Doel van het onderzoek
Primaire doelstelling:
Het beoordelen van de veiligheid van herhaalde applicaties van Qutenza
toegediend over een periode van 12 maanden bij personen met PDPN.
Secundaire doelstellingen:
Het beoordelen van de werkzaamheid van herhaalde applicaties van Qutenza
toegediend over een periode van 12 maanden bij personen met PDPN
Onderzoeksopzet
Multicenter, gerandomizeerd (3 groepen), open-label, Fase 3 onderzoek
Onderzoeksproduct en/of interventie
3 behandelingsarmen: 1) Actieve arm: QUTENZA patch (30 minuten) plus standaardbehandeling 2) Actieve arm: QUTENZA patch (60 minuten) plus standaardbehandeling 3) Controle arm: enkel standaardbehandeling
Inschatting van belasting en risico
Capsaïcine Risico's: Als gevolg van de defunctionalisatie van epidermale en
dermale nociceptoren, kan een vermindering van het vermogen om warmtestimuli in
de behandelde delen van de huid te detecteren worden verwacht.
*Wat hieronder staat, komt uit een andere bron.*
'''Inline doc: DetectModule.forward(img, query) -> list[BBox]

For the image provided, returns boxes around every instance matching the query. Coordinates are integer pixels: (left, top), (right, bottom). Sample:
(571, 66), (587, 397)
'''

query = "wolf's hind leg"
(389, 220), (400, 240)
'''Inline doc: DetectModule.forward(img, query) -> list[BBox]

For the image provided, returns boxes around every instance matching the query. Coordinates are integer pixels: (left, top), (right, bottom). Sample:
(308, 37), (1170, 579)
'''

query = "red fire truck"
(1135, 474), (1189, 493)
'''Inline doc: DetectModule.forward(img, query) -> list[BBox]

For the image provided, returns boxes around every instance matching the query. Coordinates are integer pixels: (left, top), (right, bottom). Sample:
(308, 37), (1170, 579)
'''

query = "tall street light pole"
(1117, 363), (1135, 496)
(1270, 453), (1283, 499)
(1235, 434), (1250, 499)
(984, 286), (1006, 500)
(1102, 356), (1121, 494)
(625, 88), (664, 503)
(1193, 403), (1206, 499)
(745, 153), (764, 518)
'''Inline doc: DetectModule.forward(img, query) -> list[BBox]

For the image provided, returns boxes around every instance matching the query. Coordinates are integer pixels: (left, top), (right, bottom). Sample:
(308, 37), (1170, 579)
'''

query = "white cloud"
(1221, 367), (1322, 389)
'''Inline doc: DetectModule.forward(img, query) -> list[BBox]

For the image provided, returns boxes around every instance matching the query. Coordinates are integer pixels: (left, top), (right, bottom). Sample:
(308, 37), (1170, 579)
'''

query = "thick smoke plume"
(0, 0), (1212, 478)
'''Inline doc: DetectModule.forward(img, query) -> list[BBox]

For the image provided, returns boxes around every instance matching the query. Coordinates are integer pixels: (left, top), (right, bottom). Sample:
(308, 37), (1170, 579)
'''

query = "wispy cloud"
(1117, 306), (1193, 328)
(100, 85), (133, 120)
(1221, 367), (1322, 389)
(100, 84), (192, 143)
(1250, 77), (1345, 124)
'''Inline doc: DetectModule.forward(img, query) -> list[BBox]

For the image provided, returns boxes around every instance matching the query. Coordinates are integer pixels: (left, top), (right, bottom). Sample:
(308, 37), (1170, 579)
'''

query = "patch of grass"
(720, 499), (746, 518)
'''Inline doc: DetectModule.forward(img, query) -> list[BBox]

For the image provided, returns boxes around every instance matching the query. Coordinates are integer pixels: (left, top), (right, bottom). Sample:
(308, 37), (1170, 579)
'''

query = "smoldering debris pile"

Gebaseerd op
eerdere ervaringen met capsaicine applicatie op de huid, is aantasting van de
sensorische functies naar verwachting subtiel, beperkt tot warmte of
warmte-detectie, en van voorbijgaande aard. In feite, werden tijdelijke, kleine
veranderingen in de warmte-detectie (1°C tot 2°C) ontdekt op de Qutenza
toedieningssite in gezonde vrijwilligers studies, hoewel er geen dergelijke
wijzigingen zijn opgemerkt tijdens de klinische studies bij patiënten met PNP.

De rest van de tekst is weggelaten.